En avril 2009, Lambert commence à soupçonner que son enquête est sabotée par des fuites au sein du SPVM. Il est convaincu que l'enquêteur a prévenu Ayad de l'existence d'une enquête pour lui éviter une arrestation. Il dénonce donc son collègue à la GRC.

Quelques mois plus tard, en juillet 2009, Bashir Ayad est tué de plusieurs projectiles devant sa résidence de Laval. Lambert continue de s'intéresser à son groupe et ses contacts.

Mais il ne peut pousser plus loin son enquête. En septembre 2009, Lambert est lui-même arrêté par la division des affaires internes du SPVM. L'un de ceux qui l'ont dénoncé n'est nul autre que le sergent-détective. On l'accuse d'avoir cherché des numéros de plaques d'immatriculation dans l'ordinateur de la police et vérifié l'identité d'au moins un propriétaire de voiture à la demande de l'un de ses contacts proches du crime organisé libanais. La preuve démontre qu'il n'a jamais reçu un sou pour ce geste.

Le témoignage de la superstar du SPVM, appuyé par ses informateurs du milieu criminel, est dévastateur pour Lambert, qui est finalement congédié et condamné au criminel pour ses gestes.

Lambert a toujours soutenu qu'il a été piégé par un confrère qu'il venait de dénoncer à la GRC. Il en appelle actuellement de sa condamnation devant la Cour d'appel.

Nouveau témoin

Or, La Presse a appris de sources fiables qu'un nouveau témoin s'est manifesté au cours des derniers mois pour appuyer la version du «piège» tendu à Lambert. Les enquêteurs des affaires internes sont au courant. Ils tenteraient présentement d'évaluer la fiabilité de ce témoin, selon nos informations.

Ils doivent aussi passer au crible les finances et l'emploi du temps de l'enquêteur, qui est impliqué dans deux entreprises en parallèle de son travail de policier. Mais les enquêteurs se heurtent à un obstacle de taille: une grande partie de ses activités sont concentrées au Venezuela, un pays où ils ont du mal à obtenir des renseignements fiables.
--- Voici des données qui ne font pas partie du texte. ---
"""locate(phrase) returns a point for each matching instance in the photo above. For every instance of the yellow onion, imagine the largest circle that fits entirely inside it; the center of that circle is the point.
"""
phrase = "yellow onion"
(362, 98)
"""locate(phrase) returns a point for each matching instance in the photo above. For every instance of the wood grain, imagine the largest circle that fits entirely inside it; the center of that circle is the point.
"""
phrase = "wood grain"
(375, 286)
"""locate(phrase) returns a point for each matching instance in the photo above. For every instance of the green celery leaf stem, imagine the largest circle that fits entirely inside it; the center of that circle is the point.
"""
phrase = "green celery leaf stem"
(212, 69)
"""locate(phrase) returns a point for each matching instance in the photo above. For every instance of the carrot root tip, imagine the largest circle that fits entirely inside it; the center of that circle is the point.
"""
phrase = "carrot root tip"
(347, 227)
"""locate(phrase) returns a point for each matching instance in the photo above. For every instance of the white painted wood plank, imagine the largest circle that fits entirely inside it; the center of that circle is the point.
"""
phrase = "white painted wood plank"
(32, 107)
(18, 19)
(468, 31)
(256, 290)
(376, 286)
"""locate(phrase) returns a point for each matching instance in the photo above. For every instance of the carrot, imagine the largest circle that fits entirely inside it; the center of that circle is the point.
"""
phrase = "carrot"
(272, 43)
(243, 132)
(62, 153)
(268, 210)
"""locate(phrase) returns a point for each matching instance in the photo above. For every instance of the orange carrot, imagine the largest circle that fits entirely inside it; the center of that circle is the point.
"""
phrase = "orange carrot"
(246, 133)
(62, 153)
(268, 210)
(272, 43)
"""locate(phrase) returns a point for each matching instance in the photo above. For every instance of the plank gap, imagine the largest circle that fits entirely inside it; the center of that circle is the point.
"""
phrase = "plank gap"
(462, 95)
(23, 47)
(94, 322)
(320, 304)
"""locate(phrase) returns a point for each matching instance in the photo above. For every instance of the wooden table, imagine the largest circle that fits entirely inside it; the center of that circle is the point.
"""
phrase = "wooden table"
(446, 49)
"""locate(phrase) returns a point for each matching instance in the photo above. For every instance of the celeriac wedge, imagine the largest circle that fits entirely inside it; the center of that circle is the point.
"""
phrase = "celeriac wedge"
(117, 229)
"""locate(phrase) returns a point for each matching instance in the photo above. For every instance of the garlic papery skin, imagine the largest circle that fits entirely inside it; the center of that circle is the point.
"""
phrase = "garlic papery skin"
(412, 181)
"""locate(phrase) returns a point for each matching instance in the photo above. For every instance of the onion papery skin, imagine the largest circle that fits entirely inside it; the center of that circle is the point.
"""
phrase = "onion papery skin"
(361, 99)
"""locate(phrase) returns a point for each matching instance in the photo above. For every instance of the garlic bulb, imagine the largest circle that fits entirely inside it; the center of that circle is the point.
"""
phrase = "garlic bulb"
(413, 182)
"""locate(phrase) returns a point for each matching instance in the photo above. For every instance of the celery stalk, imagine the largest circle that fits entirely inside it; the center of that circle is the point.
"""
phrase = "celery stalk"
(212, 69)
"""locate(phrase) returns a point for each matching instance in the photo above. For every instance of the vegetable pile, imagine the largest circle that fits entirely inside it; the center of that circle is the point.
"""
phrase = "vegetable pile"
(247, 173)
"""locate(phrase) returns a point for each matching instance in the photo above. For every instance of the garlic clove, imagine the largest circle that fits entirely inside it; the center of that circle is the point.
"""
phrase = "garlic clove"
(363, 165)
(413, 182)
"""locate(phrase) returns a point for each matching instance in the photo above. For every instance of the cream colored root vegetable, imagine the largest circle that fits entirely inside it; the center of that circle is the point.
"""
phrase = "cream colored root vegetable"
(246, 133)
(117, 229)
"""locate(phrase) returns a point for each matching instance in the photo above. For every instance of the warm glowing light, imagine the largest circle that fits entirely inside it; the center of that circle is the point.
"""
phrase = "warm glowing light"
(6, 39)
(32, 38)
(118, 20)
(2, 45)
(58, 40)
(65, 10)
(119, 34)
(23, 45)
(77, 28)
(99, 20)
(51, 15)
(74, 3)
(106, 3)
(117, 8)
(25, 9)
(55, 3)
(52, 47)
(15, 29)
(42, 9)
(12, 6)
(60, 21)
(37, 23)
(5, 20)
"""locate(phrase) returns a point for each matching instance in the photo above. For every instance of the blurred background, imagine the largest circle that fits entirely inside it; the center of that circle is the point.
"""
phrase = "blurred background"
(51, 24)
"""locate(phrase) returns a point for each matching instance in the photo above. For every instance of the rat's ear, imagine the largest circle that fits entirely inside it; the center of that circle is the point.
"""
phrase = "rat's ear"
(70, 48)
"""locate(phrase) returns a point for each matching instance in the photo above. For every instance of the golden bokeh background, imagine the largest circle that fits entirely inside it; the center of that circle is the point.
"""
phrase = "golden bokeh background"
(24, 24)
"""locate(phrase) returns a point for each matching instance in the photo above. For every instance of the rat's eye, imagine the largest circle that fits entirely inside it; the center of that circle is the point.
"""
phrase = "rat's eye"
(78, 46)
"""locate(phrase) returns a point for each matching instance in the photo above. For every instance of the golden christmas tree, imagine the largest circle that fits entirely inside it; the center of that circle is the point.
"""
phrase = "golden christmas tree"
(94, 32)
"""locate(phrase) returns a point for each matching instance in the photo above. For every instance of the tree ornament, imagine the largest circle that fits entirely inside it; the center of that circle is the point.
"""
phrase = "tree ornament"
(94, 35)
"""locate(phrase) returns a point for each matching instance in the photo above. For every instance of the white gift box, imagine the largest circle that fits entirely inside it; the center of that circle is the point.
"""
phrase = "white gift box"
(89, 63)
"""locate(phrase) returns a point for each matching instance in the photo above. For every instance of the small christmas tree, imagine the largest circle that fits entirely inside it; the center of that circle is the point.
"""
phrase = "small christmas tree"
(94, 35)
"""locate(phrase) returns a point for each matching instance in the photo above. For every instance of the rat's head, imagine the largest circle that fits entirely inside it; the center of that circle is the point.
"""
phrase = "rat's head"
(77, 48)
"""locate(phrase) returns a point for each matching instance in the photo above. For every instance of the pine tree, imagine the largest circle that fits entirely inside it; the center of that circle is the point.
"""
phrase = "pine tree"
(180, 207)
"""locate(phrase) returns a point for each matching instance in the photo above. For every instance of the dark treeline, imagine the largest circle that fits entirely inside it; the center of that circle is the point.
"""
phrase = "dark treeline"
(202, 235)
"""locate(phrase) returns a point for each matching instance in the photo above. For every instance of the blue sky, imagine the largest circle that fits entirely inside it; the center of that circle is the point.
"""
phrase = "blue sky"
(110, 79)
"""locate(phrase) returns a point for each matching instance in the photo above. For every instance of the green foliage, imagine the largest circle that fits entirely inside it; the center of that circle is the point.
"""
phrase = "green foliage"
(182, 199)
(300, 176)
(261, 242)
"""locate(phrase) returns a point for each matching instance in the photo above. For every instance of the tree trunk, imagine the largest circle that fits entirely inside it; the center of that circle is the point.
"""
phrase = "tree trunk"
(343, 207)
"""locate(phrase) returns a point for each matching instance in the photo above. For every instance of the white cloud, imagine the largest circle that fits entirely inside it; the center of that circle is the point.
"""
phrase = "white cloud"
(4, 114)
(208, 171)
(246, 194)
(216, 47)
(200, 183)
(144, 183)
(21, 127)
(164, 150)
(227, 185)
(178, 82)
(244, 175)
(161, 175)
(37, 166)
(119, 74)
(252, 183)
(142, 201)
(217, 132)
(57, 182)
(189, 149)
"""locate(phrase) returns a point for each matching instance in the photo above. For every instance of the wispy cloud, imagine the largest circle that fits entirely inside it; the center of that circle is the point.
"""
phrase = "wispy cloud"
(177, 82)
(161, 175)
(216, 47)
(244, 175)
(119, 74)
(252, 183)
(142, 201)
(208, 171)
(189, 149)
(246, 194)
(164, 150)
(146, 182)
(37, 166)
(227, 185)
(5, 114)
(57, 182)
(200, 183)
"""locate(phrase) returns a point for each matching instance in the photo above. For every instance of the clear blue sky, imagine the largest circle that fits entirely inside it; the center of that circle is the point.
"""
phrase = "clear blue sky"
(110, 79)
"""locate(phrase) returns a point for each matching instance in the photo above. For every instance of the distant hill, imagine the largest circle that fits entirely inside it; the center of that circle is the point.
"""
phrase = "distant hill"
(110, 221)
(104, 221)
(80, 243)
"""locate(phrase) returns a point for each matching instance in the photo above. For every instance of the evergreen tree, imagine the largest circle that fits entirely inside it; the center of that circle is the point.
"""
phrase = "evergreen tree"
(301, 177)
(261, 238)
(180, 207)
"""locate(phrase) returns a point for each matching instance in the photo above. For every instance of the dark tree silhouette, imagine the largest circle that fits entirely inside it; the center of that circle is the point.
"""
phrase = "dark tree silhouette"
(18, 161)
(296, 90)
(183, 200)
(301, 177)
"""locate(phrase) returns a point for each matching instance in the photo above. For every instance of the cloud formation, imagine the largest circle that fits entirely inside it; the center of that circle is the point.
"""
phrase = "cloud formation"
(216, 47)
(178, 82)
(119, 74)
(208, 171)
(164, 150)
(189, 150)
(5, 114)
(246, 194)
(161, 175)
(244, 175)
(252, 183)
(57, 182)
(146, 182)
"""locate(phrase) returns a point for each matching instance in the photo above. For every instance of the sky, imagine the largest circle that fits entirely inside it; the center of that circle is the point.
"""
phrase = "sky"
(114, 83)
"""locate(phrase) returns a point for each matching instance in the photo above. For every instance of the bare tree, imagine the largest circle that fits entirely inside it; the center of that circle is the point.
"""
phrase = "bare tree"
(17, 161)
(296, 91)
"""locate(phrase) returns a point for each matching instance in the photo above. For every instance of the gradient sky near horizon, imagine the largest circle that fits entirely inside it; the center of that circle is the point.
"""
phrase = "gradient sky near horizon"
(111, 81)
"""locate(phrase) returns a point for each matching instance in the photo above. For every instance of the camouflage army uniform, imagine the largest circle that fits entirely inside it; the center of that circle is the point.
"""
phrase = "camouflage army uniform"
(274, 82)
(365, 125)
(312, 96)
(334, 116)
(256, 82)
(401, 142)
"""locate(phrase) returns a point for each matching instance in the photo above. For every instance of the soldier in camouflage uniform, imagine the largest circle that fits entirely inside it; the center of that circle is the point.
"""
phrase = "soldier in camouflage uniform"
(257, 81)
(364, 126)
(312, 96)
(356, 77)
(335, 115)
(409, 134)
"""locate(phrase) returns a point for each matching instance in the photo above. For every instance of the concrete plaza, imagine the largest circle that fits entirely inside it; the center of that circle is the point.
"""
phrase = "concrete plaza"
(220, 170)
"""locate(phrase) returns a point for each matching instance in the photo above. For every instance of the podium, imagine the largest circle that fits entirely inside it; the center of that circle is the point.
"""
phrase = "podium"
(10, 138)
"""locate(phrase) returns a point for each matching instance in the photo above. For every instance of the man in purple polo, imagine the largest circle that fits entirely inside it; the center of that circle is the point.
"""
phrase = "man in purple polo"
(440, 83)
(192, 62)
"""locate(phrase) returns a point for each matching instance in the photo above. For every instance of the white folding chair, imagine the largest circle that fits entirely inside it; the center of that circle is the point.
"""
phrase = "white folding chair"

«Les gars de Montréal ne peuvent pas du tout se fier aux autorités là-bas», a expliqué une source à La Presse.

L'une de ces entreprises offre des services de location de téléphones en Amérique du Sud et au Québec. L'autre est une entreprise de construction active au Québec et au Venezuela dans des projets de développement résidentiels.